U.S. nonprofit organization in Boston, Massachusetts

The Bridgespan Group is a U.S. nonprofit organization headquartered in Boston, Massachusetts that provides management consulting to nonprofits and philanthropists. In addition to consulting, Bridgespan makes case studies freely available on its website and publications.

Bridgespan was launched in 1999 by Thomas Tierney, formerly managing director of Bain & Company, professor Jeffrey Bradach, from Harvard Business School, and Paul Carttar, formerly a vice president at Bain & Company. The organization has received substantial support from Bain, with whom it has maintained a close relationship. The firm has six offices worldwide.

==History==

Bridgespan grew from a desire by Bain & Company to expand their support of nonprofits. The idea started by doing occasional pro bono work for nonprofits. Bain consultant Thomas Tierney had been involved with nonprofit work since the 1980s. After becoming worldwide managing director, Tierney began to focus his attention on consulting for charities. Between 1995 and 1999, three studies about the nonprofit market were conducted. The decision was made to create an allied, yet still independent, entity called the Bridgespan Group.

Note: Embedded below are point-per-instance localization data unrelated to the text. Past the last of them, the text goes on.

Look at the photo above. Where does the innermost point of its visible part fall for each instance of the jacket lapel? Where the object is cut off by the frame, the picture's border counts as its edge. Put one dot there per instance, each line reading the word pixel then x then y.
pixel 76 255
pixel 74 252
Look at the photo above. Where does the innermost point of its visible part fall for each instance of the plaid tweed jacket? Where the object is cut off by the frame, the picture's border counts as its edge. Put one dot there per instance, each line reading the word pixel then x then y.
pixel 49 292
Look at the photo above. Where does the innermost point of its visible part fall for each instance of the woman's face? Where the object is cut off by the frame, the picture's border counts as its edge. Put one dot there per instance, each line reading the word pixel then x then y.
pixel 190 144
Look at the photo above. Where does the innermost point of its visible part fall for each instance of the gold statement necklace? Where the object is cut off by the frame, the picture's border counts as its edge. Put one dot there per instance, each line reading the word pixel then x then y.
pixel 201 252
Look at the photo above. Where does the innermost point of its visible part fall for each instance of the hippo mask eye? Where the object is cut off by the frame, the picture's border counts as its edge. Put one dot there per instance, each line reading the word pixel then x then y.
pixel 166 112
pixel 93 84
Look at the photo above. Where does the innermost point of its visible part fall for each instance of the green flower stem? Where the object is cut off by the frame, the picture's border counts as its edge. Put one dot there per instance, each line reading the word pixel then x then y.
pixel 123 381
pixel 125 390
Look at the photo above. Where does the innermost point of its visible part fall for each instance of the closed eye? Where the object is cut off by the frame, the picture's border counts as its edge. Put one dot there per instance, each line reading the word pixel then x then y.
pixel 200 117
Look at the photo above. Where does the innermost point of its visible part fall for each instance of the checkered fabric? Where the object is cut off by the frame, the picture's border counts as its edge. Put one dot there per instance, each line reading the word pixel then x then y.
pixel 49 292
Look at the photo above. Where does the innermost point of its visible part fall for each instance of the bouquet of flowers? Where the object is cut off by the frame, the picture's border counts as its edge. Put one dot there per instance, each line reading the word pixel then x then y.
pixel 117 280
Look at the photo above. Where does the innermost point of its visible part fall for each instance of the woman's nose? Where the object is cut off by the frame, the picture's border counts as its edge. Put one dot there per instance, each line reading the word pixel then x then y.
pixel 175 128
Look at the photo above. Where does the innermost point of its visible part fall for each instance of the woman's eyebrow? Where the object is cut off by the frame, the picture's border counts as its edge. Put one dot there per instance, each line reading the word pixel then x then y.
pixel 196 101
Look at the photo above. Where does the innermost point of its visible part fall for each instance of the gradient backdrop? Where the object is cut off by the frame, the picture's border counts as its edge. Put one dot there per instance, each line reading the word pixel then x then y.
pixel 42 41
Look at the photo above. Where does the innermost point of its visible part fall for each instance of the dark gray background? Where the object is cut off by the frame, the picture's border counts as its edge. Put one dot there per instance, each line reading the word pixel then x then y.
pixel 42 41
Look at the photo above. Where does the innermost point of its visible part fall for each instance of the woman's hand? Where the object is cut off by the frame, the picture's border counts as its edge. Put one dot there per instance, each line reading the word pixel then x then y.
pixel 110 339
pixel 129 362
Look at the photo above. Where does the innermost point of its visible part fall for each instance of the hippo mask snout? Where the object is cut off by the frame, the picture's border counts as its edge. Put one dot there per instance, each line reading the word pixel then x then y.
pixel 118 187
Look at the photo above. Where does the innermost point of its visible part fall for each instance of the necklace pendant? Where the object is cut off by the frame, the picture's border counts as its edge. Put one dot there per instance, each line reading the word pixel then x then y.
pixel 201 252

In 1996, co-founder Jeff Bradach, a business professor and former Bain consultant, joined the company. In 1998, co-founder Paul Carttar, a former Bain Partner, joined. Tierney pitched the idea of forming Bridgespan to his partners in 1999. He emphasized his desire for an ongoing partnership with Bain, which would accrue benefits (e.g., recruitment as well as public relations). Bain provided Bridgespan with a one million dollar grant for the first three years, in addition to administrative support and several loaned employees ("externs"). The organization was also initially supported by grants from the Surdna Foundation, Bill & Melinda Gates Foundation, the William and Flora Hewlett Foundation, the Edna McConnell Clark Foundation and the Atlantic Philanthropies.

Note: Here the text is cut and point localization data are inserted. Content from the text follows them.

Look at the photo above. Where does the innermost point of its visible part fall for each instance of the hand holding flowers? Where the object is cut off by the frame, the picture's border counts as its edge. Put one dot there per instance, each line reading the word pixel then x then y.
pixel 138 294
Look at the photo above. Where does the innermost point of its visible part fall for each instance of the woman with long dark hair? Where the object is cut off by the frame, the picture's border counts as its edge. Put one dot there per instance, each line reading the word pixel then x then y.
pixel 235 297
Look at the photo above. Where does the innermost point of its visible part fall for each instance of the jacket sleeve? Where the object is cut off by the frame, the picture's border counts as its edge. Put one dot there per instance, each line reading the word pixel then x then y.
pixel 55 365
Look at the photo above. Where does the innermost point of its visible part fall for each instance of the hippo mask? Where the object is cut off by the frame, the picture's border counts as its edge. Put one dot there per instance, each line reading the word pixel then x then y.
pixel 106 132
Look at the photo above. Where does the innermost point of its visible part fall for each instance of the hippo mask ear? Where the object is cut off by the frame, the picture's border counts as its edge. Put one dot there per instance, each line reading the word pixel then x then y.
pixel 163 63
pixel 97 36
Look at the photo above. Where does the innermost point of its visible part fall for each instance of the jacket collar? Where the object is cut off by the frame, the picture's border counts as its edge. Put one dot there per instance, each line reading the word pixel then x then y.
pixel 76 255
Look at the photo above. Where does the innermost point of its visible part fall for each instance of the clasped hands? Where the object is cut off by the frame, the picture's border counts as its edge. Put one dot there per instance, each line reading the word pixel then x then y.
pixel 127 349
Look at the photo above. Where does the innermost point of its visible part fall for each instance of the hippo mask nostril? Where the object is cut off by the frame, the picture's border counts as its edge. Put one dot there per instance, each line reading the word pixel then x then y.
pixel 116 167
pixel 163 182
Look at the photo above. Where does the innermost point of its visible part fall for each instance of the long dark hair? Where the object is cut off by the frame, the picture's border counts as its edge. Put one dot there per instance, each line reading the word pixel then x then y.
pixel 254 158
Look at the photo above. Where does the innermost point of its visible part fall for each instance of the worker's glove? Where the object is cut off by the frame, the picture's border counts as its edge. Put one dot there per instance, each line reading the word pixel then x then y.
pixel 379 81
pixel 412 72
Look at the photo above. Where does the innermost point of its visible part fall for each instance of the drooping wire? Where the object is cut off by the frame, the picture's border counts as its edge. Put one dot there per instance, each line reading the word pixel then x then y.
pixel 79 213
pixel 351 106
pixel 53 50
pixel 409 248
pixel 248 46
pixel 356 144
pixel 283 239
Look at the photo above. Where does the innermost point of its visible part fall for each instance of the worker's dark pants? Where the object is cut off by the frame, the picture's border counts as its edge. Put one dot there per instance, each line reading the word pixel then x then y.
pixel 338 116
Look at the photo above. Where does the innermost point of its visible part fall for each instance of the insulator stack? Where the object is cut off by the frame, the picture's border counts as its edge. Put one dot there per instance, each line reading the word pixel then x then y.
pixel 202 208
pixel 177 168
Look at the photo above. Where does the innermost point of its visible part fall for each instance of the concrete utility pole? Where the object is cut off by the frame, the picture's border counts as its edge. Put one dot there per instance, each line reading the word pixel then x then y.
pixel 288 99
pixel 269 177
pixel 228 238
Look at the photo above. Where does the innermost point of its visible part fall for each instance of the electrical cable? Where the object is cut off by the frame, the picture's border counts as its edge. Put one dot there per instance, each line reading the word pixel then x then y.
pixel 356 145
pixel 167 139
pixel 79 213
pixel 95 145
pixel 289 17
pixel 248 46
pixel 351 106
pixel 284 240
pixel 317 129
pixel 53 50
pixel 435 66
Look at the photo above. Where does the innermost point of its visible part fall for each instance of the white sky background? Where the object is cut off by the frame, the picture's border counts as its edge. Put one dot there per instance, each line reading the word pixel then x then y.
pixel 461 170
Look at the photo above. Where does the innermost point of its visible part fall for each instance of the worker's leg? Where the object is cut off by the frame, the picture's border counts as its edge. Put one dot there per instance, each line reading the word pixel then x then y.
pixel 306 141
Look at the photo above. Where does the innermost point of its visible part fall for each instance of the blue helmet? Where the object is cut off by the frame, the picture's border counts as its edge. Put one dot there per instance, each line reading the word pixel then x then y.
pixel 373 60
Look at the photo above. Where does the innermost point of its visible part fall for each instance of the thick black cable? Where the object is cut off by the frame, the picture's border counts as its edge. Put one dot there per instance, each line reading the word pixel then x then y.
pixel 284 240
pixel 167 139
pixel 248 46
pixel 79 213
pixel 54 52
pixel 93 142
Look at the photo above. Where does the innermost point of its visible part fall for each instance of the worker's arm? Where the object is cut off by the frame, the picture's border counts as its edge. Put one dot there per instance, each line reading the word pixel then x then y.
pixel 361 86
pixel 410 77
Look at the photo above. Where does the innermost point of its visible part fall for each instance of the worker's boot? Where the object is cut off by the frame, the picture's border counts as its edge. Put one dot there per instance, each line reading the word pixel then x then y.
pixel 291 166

It has advised Bill & Melinda Gates Foundation, Ford Foundation, Bloomberg Philanthropies, the Rockefeller Foundation, YMCA of the USA, The Salvation Army, and the Sesame Workshop.

The group launched its first website, www.bridgespan.org, in 2000 and started operations from a Boston-based office. By fall of 2000, the organization had opened an office in San Francisco. Their services emphasized analytical consulting. Even with substantial subsidies, the assignments were sometimes too expensive for small charities with foundations often funding the work for the charities they supported.

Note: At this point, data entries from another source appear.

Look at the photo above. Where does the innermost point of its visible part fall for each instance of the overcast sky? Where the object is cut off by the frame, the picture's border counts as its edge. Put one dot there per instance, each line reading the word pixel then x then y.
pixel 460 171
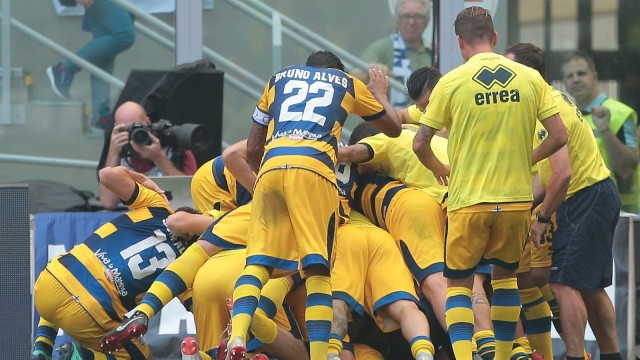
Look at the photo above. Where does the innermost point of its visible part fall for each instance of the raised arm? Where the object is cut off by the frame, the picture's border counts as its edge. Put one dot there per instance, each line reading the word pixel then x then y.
pixel 235 159
pixel 389 123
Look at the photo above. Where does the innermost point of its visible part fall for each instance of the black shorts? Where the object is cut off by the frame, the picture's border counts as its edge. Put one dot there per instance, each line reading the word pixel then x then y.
pixel 582 246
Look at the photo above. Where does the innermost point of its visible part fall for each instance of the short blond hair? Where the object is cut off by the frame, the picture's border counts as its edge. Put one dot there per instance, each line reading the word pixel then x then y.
pixel 399 4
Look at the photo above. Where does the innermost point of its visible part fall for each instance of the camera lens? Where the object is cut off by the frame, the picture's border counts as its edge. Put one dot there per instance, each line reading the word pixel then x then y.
pixel 140 136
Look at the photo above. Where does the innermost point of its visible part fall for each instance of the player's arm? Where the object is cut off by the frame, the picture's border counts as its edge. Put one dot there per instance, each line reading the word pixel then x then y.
pixel 183 222
pixel 556 139
pixel 389 123
pixel 556 192
pixel 356 153
pixel 422 149
pixel 236 160
pixel 122 181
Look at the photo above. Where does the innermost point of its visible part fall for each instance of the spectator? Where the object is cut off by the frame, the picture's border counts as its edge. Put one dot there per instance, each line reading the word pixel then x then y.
pixel 613 123
pixel 152 159
pixel 113 33
pixel 403 51
pixel 615 130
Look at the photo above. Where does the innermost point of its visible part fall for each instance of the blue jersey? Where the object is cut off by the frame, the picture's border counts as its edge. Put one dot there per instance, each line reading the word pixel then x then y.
pixel 116 264
pixel 305 108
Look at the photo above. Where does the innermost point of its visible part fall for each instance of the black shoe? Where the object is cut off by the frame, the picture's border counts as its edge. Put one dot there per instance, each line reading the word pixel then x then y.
pixel 69 351
pixel 131 328
pixel 60 80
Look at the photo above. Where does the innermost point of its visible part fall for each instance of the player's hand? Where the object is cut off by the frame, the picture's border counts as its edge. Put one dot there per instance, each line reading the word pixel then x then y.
pixel 601 118
pixel 384 69
pixel 378 82
pixel 151 151
pixel 442 173
pixel 536 231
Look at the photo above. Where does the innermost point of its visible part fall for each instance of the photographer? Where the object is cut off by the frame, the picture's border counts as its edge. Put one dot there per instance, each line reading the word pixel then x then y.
pixel 152 159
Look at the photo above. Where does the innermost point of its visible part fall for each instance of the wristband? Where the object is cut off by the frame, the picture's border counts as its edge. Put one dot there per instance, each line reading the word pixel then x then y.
pixel 542 219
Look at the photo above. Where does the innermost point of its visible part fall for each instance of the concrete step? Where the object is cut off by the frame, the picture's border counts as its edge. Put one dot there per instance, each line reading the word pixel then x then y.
pixel 53 144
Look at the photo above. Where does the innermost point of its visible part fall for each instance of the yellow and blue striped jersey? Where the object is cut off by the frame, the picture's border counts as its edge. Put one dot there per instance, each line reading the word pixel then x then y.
pixel 116 264
pixel 213 187
pixel 587 164
pixel 489 105
pixel 304 109
pixel 346 175
pixel 373 195
pixel 395 158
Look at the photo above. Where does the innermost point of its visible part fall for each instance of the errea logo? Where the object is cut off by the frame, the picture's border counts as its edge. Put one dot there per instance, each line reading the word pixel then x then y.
pixel 500 76
pixel 489 78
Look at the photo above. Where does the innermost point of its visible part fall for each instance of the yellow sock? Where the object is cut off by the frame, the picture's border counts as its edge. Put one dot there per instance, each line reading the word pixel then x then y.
pixel 538 321
pixel 174 280
pixel 459 318
pixel 318 315
pixel 245 299
pixel 505 310
pixel 263 328
pixel 335 344
pixel 486 343
pixel 421 344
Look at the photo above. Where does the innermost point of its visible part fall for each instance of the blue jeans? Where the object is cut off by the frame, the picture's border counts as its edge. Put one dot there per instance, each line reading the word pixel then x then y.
pixel 113 33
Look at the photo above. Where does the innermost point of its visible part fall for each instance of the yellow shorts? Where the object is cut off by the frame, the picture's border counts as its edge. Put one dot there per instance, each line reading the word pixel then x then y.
pixel 369 273
pixel 55 303
pixel 210 293
pixel 538 258
pixel 293 220
pixel 417 222
pixel 485 233
pixel 229 232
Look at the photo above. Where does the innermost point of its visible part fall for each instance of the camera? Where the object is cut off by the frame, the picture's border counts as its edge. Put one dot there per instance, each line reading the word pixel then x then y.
pixel 187 136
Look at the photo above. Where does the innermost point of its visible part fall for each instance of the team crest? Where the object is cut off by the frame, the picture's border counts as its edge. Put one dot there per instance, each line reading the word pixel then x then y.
pixel 542 134
pixel 500 76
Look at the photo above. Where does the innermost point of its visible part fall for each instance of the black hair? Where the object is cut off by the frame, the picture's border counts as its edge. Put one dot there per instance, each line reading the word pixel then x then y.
pixel 325 59
pixel 361 131
pixel 422 79
pixel 528 54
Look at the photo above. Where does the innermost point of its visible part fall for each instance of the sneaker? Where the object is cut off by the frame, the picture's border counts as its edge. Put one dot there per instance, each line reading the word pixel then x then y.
pixel 189 349
pixel 424 356
pixel 60 80
pixel 132 327
pixel 236 350
pixel 39 355
pixel 69 351
pixel 536 356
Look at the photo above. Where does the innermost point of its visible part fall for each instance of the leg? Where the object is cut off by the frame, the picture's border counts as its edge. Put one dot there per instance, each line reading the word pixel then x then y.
pixel 505 309
pixel 318 313
pixel 602 320
pixel 459 316
pixel 415 327
pixel 434 288
pixel 573 316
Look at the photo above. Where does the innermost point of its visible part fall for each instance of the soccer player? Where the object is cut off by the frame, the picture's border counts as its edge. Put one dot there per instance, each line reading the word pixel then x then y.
pixel 90 288
pixel 302 110
pixel 489 106
pixel 215 190
pixel 587 207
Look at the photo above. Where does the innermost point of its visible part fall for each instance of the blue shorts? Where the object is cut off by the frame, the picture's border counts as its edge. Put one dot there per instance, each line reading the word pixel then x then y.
pixel 582 246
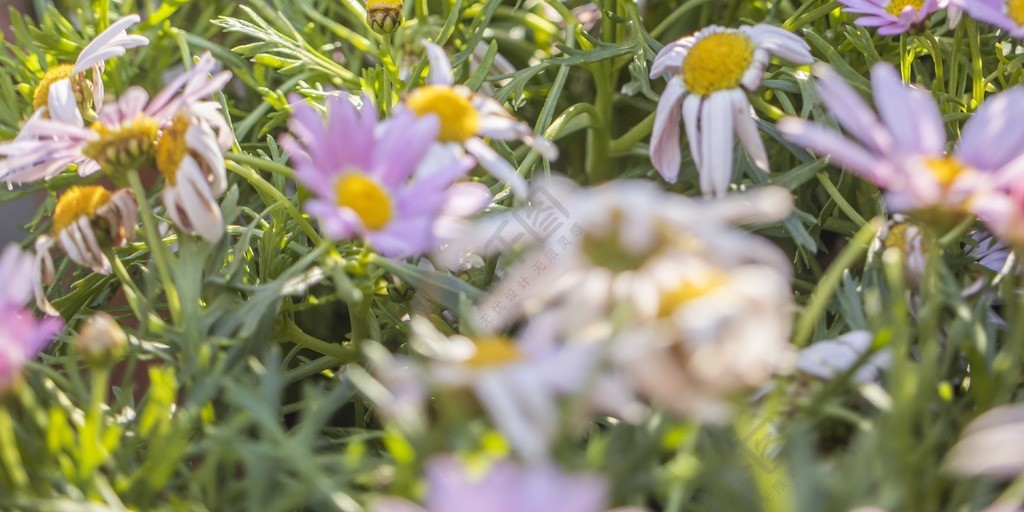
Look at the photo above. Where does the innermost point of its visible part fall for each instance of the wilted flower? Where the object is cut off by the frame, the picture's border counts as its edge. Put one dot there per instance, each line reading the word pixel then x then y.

In 2003, Bridgespan created the "Bridgestar" initiative that focused on leadership development and professional's transition into nonprofit careers. The Bridgestar.org site merged with Bridgespan.org in 2012.

In 2005, it received 1,700 applications for 18 positions while claiming that they can only serve 10% of the domestic US demand.

Bridgespan has expanded globally, opening offices in:
- New York (2007)
- Mumbai, India (2015)
- Johannesburg,South Africa (2019)
- Singapore (2022)

In 2022 The Economist published "Bridgespan Group: the most powerful consultants you've never heard of" which mentioned work with MacKenzie Scott and cited annual revenue of $59m and 329 employees in 2000.

==Current operations==

The Bridgespan Group now operates from eight locations: offices in Boston, San Francisco, New York, Mumbai, Johannesburg and Singapore; and hubs in Washington and Delhi.

The Bridgespan Group's website is organized into several learning centers, focusing on particular aspects of nonprofit management, such as hiring, strategy and funding. The site includes free access to resources—articles, podcasts, videos, Q&A sessions, as well as several Bridgespan case studies. The website also features an online job board. The company releases research reports regarding non profit funding.

The organization claims it specializes in helping clients to effect the greatest possible change with their charitable donations and advises clients against spreading donations too thinly.